In order to realize the combined quantization algorithm, as well as subsequent support for complex quantization algorithms such as mixed-precision quantization and automatic optimization search, MindSpore introduces a post-training quantization algorithm called PTQ. This algorithm relies on MindSpore's front-end parallelism to realize more complex algorithm implementation logic.

The algorithm is able to provide the capability of both RoundToNearest and SmoothQuant quantization algorithms, and subsequent new post-training quantization algorithms will evolve on this algorithm, so we named the algorithm PTQ.

Design Ideas

architecture diagram

Layered implementation of quantization algorithms, mainly divided into config, quantization algorithm, algorithm module, quantized Cell, quantization tool function.

  • config is mainly used for user configuration algorithms, and implements yaml serialization deserialization capabilities.

  • The quantization algorithm is the main entrance of the algorithm, the PTQ algorithm is also inherited from the Golden Stick algorithm base class CompAlgo, which implements the apply and convert interfaces to realize the quantization checkpoint and the quantization deployment network export functions respectively.

  • Algorithm modules are some modularized functional blocks.

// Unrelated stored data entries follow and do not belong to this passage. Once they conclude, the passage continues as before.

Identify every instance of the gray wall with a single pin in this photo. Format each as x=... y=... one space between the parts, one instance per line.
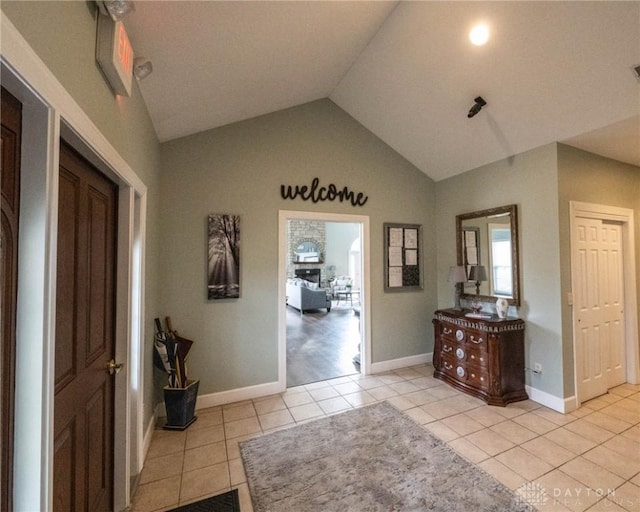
x=64 y=34
x=528 y=180
x=239 y=169
x=590 y=178
x=340 y=236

For example, the Smooth module for the Linear layer and the Quantization module for the Linear and KVCache layers are built into this PTQ algorithm. By assembling these modules, various algorithms can be implemented, such as the SmoothQuant algorithm. This ensures that the PTQ algorithm is highly scalable and flexible.

  • Quantized Cell is a quantized network layer obtained by encapsulation for a specific non-quantized network layer, which is used to realize the quantization of a specific network layer. The quantized network layer is introduced by registration, which realizes the decoupling between different network frameworks, such as the decoupling of Golden Stick and MindFormers.

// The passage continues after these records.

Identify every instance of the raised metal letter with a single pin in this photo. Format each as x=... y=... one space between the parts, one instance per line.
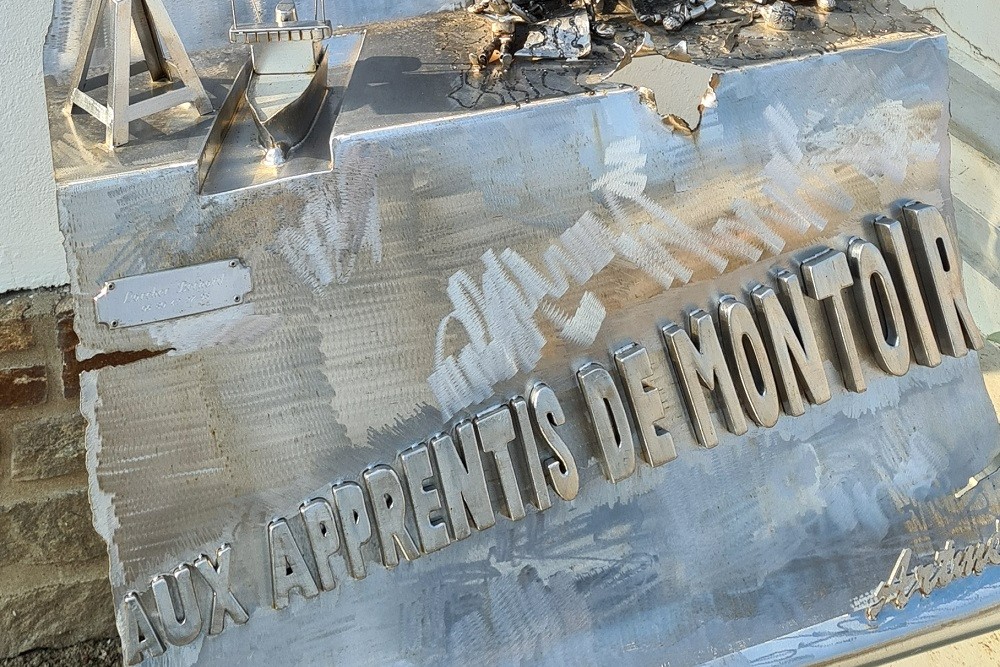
x=288 y=567
x=826 y=276
x=897 y=257
x=529 y=450
x=324 y=538
x=549 y=414
x=422 y=486
x=355 y=525
x=463 y=482
x=879 y=308
x=138 y=635
x=699 y=362
x=389 y=508
x=615 y=446
x=647 y=406
x=223 y=600
x=495 y=429
x=941 y=275
x=180 y=626
x=791 y=342
x=754 y=377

  • Quantization tool functions are some basic tool functions, such as the calculation of quantization parameters, quantization of matrices and so on.

Support Range

Table 1: PTQ algorithm specifications

Specifications

Specification Descriptions

Hardware Support

Atlas 800I A2

Network Support

ParallelLlamaForCausalLM. For details, refer to ParallelLlamaForCausalLM Network.

Operation Mode Support

The quantization checkpoint phase supports only PyNative mode, and the quantization inference phase is not limited to modes, suggesting GraphMode for better performance.

The current PTQ algorithm relies on the complete DecoderLayer to do the network topology analysis, so it does not support any network constructed based on the Linear layer of MindFormers. We plan to improve this in the subsequent version to enhance the network generalization ability of the PTQ algorithm.

Samples

Like all algorithms of the Golden Stick, the application of the PTQ algorithm can be divided into two main phases: the quantization phase and the deployment phase.

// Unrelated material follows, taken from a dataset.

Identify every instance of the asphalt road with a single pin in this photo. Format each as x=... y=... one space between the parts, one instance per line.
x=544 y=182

The quantization phase is done in advance before deployment and the main tasks are: collecting the distribution of weights, calculating the quantization parameters, quantizing the weight data, and inserting the anti-quantization nodes.

The deployment phase is typically the process of inference about the quantized model in a production environment, using the MindSpore framework.

This use case is demonstrated using the ParallelLlamaForCausalLM 7B network in four main steps: environment preparation, model quantification, model deployment evaluation, and effect analysis.

Step 1. Environment Preparation

1.1. Ascend Environment

The PTQ algorithm needs to run on Ascend hardware, and the environment configuration of Ascend can be found in the Installing Ascend AI processor software package and Configuring Environment Variables subsection in MindSpore Installation Guide.

1.2. MindSpore Environment

Golden Stick relies on MindSpore, and you need to install the proper MindSpore in advance. You can download the pre-compiled v2.4.0 installation package from the MindSpore official website and install it.

1.3. MindFormers Environment

This sample quantizes and reasons about networks in MindFormers, so you need to install the appropriate MindFormers in advance. You can download the pre-compiled v1.3.0 installation package from the MindSpore official website and install it.

1.4. Golden Stick Environment

Download the pre-compiled MindSpore GoldenStick v0.6.0 installation package from the MindSpore website and install it.

1.5. Preparation of Relevant Documents

You need to download squad1.1 dataset, Llama2 7B pre-training weightsLlama2 tokenizer file in advance.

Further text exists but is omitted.